T Q&A

Laura Briggs, a UA Department of Women's Studies professor, is interested in things that don't often come to mind when discussing foreign policy. An author of 12 articles and a book, Reproducing Empire: Race, Sex, Science and U.S. Imperialism in Puerto Rico, Briggs has focused primarily on questions of sexuality and reproduction. Her latest studies probe the conflict between movements, particularly among gays and lesbians, to expand adoption rights in the United States and Europe on one hand, and a Latin American outcry over the expropriation of children on the other. This outcry has taken the form of rumors that foreigners are seeking kids to harvest their organs. Briggs will talk about all this Wednesday, Nov. 30, at 6 p.m. in room 451 of the UA's Modern Languages Building, 1423 E. University Blvd.

What are the adoption numbers like in Latin America?

From Latin America, it's not the hugest number. From Guatemala--that number I do have in my head--we adopted about 2,300 kids last year. ... From Mexico and other countries in Latin America, the numbers were much smaller. And that actually has a whole political history. A lot of places in Latin America have been sort of opposed to U.S. adoption and put in place stricter and stricter laws governing adoption.

Why is that?

It's a combination of things. The best way to answer that is to say that the adoption from Latin America started during the Central American civil wars of the 1980s. And some of that was legitimate people from the Red Cross trying to get people--kids--out of war zones whose parents might have been killed. Some of it was not so legitimate. The tactic of the military was disappearance; disappearing adults, soldiers, guerillas--leaving their bodies by the roadside. But they also disappeared kids. So they'd go into a village and collect kids, and a lot of them wound up adopted in the United States and Europe.

Are there other reasons for opposition?

... (B)ecause it's seen as U.S.-American privilege. You know, we get to go to Latin America and save their children, and it's insulting. ... It bothers you. And that's been part of it. So there's been this back and forth with different countries about laws governing adoption. And there are also rumors--and some evidence--that some kids come to be available for adoption illegally. They're kidnapped; their parents are coerced and so forth. Guatemala is weird.

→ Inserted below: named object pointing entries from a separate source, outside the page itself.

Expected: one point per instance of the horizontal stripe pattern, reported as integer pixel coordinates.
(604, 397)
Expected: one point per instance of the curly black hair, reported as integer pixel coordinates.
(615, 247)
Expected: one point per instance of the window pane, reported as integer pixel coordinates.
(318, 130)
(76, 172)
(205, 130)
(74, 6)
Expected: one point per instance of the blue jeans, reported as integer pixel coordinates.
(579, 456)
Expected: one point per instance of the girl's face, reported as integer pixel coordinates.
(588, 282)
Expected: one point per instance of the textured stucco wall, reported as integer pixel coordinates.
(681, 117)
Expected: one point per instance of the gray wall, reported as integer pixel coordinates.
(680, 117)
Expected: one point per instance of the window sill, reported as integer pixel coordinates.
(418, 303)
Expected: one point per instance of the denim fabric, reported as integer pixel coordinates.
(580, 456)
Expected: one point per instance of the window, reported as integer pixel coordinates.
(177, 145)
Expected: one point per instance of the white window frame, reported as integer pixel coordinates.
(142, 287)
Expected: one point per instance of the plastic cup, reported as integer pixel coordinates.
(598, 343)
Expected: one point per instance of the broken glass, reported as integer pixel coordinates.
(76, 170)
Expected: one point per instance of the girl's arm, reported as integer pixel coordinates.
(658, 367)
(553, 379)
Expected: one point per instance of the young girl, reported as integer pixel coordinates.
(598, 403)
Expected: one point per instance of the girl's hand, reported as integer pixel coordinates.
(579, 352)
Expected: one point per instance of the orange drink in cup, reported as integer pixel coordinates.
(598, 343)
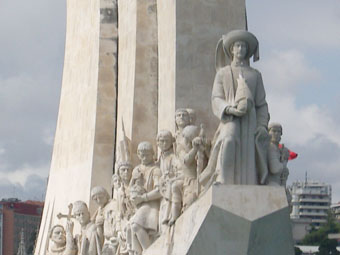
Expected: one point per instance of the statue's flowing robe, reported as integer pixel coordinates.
(88, 242)
(147, 214)
(249, 166)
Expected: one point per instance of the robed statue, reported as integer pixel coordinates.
(239, 101)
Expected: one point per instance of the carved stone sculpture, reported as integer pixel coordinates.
(170, 207)
(277, 157)
(61, 241)
(241, 140)
(105, 219)
(88, 242)
(144, 223)
(182, 119)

The United States is the only country adopting children from Guatemala at this point, because the rest of the world sees Guatemala as a place where adoption is fraught with illegitimacy and kidnapping and coercion. ... Guatemala has the highest rate per capita of adoptions. Most adoptions in the United States--inter-country adoptions--are coming from China and Korea these days.

How do gays and lesbians fit into the debate?

The full question that I've been talking about--about Guatemala--particularly affects gay and lesbian people, because China has strict limitations on who can adopt. So gay and lesbian people, at this point, cannot adopt from China--neither can African Americans; neither can people who are above a certain age. Gay and lesbian people are sort of the most vulnerable to restrictions on inter-country adoption. They're, like, sort of canaries in the coal mine for how adoption gets restricted. ... So the talk's going to look at that conflict between those two political movements and suggest that some of the ways that gay and lesbian people have been able to get around restrictions on adoption have been because adoption--at the same time everything else has--has been getting increasingly commercialized. If you have enough money, you can adopt at this point.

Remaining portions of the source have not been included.